Append the specific finding with file paths and context:

## {date} - {target path}
### Security Found (phase 8)
- {CATEGORY}: {specific description with file:line} → {which earlier phase should catch this and how}

2. Universal: .claude/universal-lessons.md

Read this file first. If the general pattern is already listed, skip. If it's a NEW general pattern not already covered, append it to the appropriate section (LOGIC Patterns or DESIGN Patterns). Write the general rule, not the project-specific instance:

### {Pattern Name}
- {General description of the vulnerability pattern, not tied to specific files} → {how to avoid it}

Categories: LOGIC (most security issues), DESIGN (architectural security gaps)

Common security findings that indicate earlier-phase gaps:

  • Path traversal → implementation should validate names from user input before path.join
  • Shell injection → implementation should never use execSync with template literals
  • XSS in embedded data → implementation should escape </ in JSON embedded in HTML
  • TOCTOU races → implementation should use try-catch, not existsSync+readFileSync

If no new lessons were learned (already in both files), skip this step.

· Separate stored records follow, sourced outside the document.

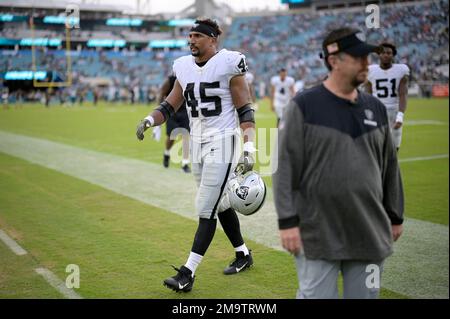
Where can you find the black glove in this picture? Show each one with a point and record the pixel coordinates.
(141, 128)
(245, 163)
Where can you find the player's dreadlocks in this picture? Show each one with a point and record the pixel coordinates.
(211, 23)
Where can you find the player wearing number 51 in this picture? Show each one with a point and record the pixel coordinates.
(388, 82)
(217, 96)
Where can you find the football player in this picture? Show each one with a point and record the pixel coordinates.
(282, 90)
(388, 82)
(218, 101)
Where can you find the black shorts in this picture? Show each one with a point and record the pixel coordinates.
(179, 119)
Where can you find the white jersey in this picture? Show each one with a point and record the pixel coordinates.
(385, 83)
(249, 78)
(207, 93)
(282, 93)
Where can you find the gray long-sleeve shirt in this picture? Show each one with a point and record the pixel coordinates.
(338, 177)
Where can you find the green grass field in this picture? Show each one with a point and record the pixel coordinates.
(125, 247)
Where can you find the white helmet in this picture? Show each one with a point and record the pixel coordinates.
(246, 192)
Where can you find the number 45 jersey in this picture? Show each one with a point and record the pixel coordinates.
(385, 83)
(207, 93)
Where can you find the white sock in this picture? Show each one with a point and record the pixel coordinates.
(193, 261)
(242, 248)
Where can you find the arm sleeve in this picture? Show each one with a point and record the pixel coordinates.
(289, 166)
(393, 197)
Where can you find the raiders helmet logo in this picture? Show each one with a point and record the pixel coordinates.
(242, 192)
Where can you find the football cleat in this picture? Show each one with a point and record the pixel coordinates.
(241, 263)
(166, 160)
(182, 281)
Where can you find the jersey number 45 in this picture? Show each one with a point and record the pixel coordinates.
(192, 102)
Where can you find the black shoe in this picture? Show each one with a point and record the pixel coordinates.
(186, 168)
(241, 263)
(182, 281)
(166, 160)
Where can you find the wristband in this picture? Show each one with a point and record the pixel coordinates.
(399, 118)
(150, 119)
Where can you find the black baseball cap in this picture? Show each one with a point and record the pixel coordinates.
(353, 44)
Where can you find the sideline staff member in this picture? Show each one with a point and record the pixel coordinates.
(338, 182)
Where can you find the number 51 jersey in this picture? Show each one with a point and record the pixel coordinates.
(385, 83)
(207, 93)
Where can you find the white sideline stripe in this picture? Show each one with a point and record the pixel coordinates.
(57, 283)
(11, 243)
(424, 122)
(422, 158)
(421, 257)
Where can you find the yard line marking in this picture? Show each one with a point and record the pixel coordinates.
(57, 283)
(423, 158)
(421, 257)
(11, 243)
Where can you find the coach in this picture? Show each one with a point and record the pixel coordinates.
(338, 190)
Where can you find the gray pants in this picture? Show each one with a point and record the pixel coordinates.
(212, 165)
(318, 278)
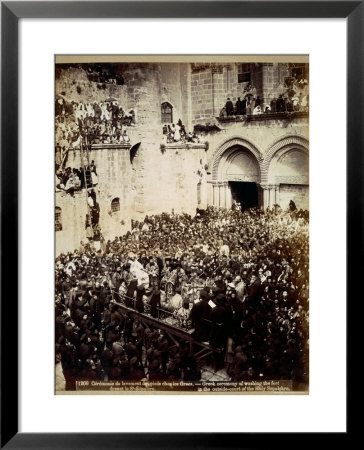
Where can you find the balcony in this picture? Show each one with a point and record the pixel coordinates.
(286, 115)
(184, 145)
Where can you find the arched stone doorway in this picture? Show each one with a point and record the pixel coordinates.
(236, 177)
(287, 176)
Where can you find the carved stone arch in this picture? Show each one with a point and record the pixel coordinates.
(279, 148)
(235, 141)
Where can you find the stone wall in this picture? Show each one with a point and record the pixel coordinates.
(156, 179)
(166, 177)
(298, 193)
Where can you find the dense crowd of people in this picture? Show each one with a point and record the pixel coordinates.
(69, 180)
(101, 122)
(177, 133)
(239, 280)
(251, 105)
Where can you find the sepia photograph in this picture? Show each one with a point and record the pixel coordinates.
(181, 224)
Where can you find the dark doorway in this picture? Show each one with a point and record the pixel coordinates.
(245, 193)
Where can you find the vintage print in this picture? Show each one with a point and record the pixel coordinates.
(182, 224)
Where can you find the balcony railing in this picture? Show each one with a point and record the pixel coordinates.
(286, 115)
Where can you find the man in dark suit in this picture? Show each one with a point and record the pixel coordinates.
(199, 317)
(229, 107)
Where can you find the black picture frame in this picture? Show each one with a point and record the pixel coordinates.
(11, 12)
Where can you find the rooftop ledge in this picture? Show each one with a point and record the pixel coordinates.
(270, 116)
(183, 146)
(125, 146)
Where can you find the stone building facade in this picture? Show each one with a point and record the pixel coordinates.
(259, 160)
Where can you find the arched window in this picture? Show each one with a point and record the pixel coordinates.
(167, 112)
(115, 205)
(58, 219)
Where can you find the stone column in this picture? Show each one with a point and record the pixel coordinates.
(272, 195)
(228, 199)
(223, 195)
(215, 195)
(265, 195)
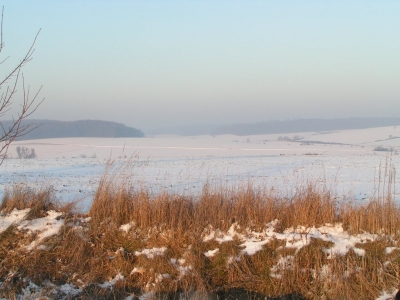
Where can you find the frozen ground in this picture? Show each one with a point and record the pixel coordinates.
(344, 160)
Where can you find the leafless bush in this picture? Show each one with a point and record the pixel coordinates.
(11, 130)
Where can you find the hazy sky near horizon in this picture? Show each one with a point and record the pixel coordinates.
(152, 64)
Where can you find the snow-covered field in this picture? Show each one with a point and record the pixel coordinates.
(344, 160)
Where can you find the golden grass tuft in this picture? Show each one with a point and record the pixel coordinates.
(90, 249)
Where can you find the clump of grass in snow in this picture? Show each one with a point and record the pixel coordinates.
(225, 239)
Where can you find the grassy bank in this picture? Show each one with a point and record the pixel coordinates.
(225, 242)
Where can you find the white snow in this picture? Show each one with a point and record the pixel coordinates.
(185, 164)
(297, 238)
(45, 227)
(111, 282)
(387, 295)
(151, 253)
(14, 217)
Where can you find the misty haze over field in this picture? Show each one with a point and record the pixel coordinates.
(153, 65)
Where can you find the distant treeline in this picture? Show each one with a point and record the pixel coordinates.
(45, 129)
(287, 126)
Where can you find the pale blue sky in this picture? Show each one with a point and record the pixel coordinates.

Evidence Checklist (MANDATORY)

After fixing all issues, produce an evidence checklist. Write to .claude/evidence/ (create directory if needed).

Checklist 9a: Attack Surface

Review EVERY entry point: exported CLI commands, file I/O with external paths, createReadStream, createWriteStream, readFileSync, writeFileSync. Write to .claude/evidence/adversarial-9a.md:

# Evidence: Adversarial 9a — Attack Surface

| Location | Item | Verdict | Reasoning |
|----------|------|---------|-----------|
| src/cli.ts:add | CLI command 'add' validates input | PASS | Path is sanitized before use |
| src/store.ts:12 | writeFileSync with user path | FAIL | No path traversal protection |

Every row must have a PASS or FAIL verdict. No blanks. The machine gate validates row counts against codebase counters — incomplete checklists block the pipeline.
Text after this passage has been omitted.